We checked both 1 & 2 and neither are causing the problem. We have a strong suspicion it's the input file we used with corrupted methylation tag because there are other reads with an empty tag (from the unmapped bam) which should not happen at all. Therefore, we will generate our own methylation probabilities versus using pre-shipped ones.

Thanks a bunch for helping 😄 & here's the error code to finalize this issue.

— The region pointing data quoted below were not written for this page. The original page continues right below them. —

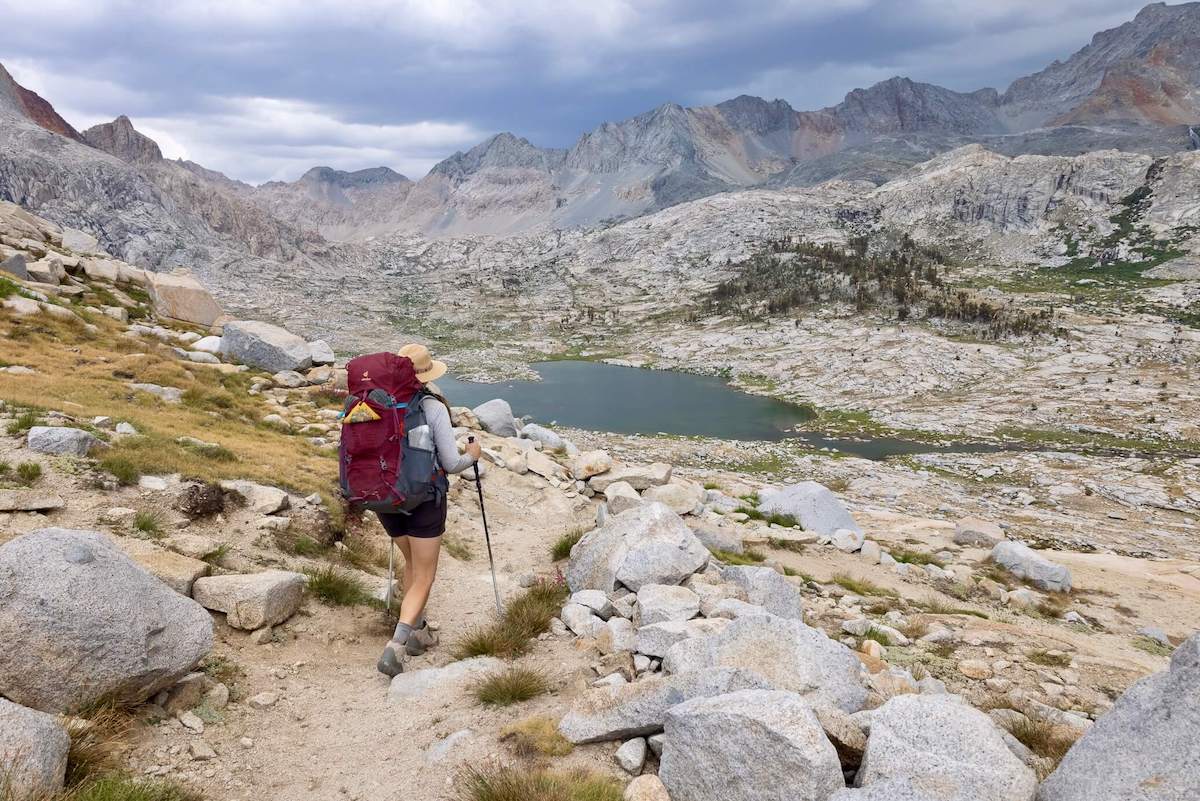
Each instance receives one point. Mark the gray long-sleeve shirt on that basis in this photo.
(438, 419)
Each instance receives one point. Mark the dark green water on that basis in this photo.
(631, 401)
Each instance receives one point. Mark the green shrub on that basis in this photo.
(149, 523)
(123, 788)
(123, 469)
(29, 471)
(535, 784)
(562, 547)
(527, 615)
(337, 588)
(511, 686)
(748, 556)
(23, 422)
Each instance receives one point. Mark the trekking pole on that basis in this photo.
(487, 536)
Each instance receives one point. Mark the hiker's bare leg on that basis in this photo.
(420, 570)
(405, 548)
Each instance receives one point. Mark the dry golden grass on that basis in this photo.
(85, 374)
(523, 784)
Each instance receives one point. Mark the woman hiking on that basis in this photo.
(419, 533)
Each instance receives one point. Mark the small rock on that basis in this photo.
(631, 756)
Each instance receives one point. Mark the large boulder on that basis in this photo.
(496, 417)
(814, 507)
(787, 654)
(15, 265)
(683, 497)
(646, 544)
(639, 476)
(658, 639)
(264, 345)
(768, 589)
(183, 297)
(591, 463)
(322, 353)
(82, 622)
(60, 440)
(1146, 747)
(33, 753)
(549, 439)
(939, 748)
(973, 533)
(253, 600)
(637, 709)
(658, 603)
(79, 241)
(1024, 562)
(754, 745)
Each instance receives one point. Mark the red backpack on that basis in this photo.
(387, 457)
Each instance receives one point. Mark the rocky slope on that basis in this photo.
(697, 631)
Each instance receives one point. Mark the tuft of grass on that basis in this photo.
(124, 788)
(23, 422)
(457, 548)
(935, 606)
(877, 636)
(915, 628)
(528, 615)
(537, 736)
(523, 784)
(916, 556)
(222, 669)
(785, 521)
(97, 739)
(123, 469)
(511, 686)
(217, 554)
(1044, 739)
(562, 547)
(1151, 645)
(28, 473)
(863, 586)
(149, 523)
(748, 556)
(1042, 656)
(337, 588)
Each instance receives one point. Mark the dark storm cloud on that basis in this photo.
(265, 89)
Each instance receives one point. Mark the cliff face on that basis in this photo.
(18, 101)
(119, 138)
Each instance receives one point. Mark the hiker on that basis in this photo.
(430, 455)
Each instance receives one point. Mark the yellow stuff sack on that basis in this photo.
(361, 414)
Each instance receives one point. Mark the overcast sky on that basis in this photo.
(265, 89)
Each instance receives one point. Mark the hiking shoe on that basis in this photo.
(420, 640)
(391, 663)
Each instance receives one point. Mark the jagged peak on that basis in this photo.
(121, 139)
(33, 107)
(369, 176)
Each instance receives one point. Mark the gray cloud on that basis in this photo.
(264, 90)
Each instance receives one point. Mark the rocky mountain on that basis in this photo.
(18, 101)
(336, 204)
(113, 184)
(1145, 71)
(1133, 88)
(119, 138)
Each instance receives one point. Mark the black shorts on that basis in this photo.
(426, 521)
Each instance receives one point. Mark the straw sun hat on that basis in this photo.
(426, 366)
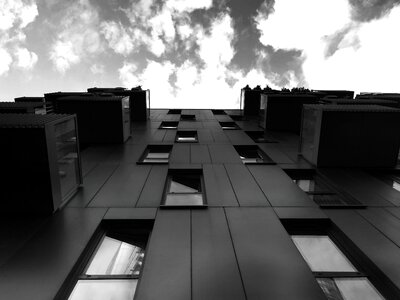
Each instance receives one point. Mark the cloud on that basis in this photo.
(118, 38)
(17, 13)
(97, 69)
(25, 58)
(15, 16)
(78, 36)
(338, 52)
(367, 10)
(206, 78)
(5, 61)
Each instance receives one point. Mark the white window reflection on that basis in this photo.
(104, 290)
(115, 257)
(321, 254)
(357, 288)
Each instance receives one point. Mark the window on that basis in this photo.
(218, 112)
(156, 154)
(187, 136)
(188, 118)
(174, 111)
(321, 192)
(260, 137)
(253, 155)
(169, 125)
(392, 180)
(336, 275)
(229, 125)
(111, 265)
(236, 117)
(184, 188)
(342, 271)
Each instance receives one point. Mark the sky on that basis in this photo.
(200, 53)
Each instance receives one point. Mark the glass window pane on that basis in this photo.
(184, 185)
(115, 257)
(157, 155)
(396, 186)
(330, 289)
(104, 290)
(357, 288)
(184, 199)
(321, 254)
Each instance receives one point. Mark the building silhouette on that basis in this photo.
(207, 204)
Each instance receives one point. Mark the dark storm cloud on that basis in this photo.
(333, 41)
(367, 10)
(285, 63)
(247, 40)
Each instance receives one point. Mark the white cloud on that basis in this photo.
(188, 6)
(63, 55)
(5, 61)
(212, 84)
(25, 59)
(78, 38)
(97, 69)
(364, 57)
(118, 38)
(17, 12)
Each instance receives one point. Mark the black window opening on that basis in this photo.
(236, 117)
(321, 191)
(156, 154)
(169, 125)
(186, 136)
(253, 155)
(174, 112)
(184, 188)
(260, 137)
(229, 125)
(391, 179)
(339, 267)
(218, 112)
(111, 264)
(188, 117)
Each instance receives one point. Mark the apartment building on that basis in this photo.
(205, 204)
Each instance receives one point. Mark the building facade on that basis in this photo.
(203, 204)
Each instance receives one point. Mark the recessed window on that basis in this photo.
(113, 270)
(169, 125)
(322, 193)
(229, 125)
(184, 188)
(188, 117)
(236, 117)
(187, 136)
(218, 112)
(393, 180)
(253, 155)
(260, 137)
(337, 276)
(156, 154)
(174, 111)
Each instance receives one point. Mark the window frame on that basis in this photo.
(194, 132)
(174, 111)
(169, 125)
(346, 200)
(364, 266)
(188, 117)
(266, 160)
(266, 140)
(218, 112)
(162, 148)
(189, 173)
(137, 228)
(234, 126)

glogsdon@liger:methylation_calls:09:32 AM => aligned_bam_to_cpg_scores \
>   --bam AG18354_PTR_hifimethyl2v1.1.cens.chr3.bam \
>   --output-prefix AG18354_PTR_hifimethyl2v1.1.cens.chr3 \
>   --model $PB_MODEL/pileup_calling_model.v1.tflite \
>   --threads 20
[2023-08-22][09:32:17][aligned_bam_to_cpg_scores][INFO] Starting aligned_bam_to_cpg_scores
[2023-08-22][09:32:17][aligned_bam_to_cpg_scores][INFO] cmdline: aligned_bam_to_cpg_scores --bam AG18354_PTR_hifimethyl2v1.1.cens.chr3.bam --output-prefix AG18354_PTR_hifimethyl2v1.1.cens.chr3 --model models/pileup_calling_model.v1.tflite --threads 20
[2023-08-22][09:32:17][aligned_bam_to_cpg_scores][INFO] Running on 20 threads
[2023-08-22][09:32:17][aligned_bam_to_cpg_scores][INFO] Processing alignment file 'AG18354_PTR_hifimethyl2v1.1.cens.chr3.bam'
[00:00:00] [=================================>      ] Processed 5,081,750 of 6,150,246 ref genome kb (83%)                                                      thread '<unnamed>' panicked at '

!!!!!!!!!!!!!!!!!!!!!!!!!!!!!!!!!!!!!!!!!!!!!!!!!!!!!!!!!!!!!!!!!!!!!!!!!!!!!!!!
!   unwrap! called on Option::None                                             !
!!!!!!!!!!!!!!!!!!!!!!!!!!!!!!!!!!!!!!!!!!!!!!!!!!!!!!!!!!!!!!!!!!!!!!!!!!!!!!!!
/var/lib/bamboo/.cargo/git/checkouts/rust-vc-utils-44210fd7ec9d1030/f42e948/src/bam_utils/basemod.rs:203,39 in rust_vc_utils::bam_utils::basemod
Read sequence is too short for MM tag offsets in bam record: m64076_210810_005444/31916101/ccs

', /var/lib/bamboo/.cargo/registry/src/github.com-1ecc6299db9ec823/unwrap-1.2.1/src/lib.rs:93:25
note: run with `RUST_BACKTRACE=1` environment variable to display a backtrace
Aborted
ctsa commented 10 months ago

Thanks for passing on those details. Please share if the issue traces back to another part of our software. I'll go ahead and set 2.3.2 as an official release since there isn't an obvious follow-on improvement in MM tag parsing we know of at this time.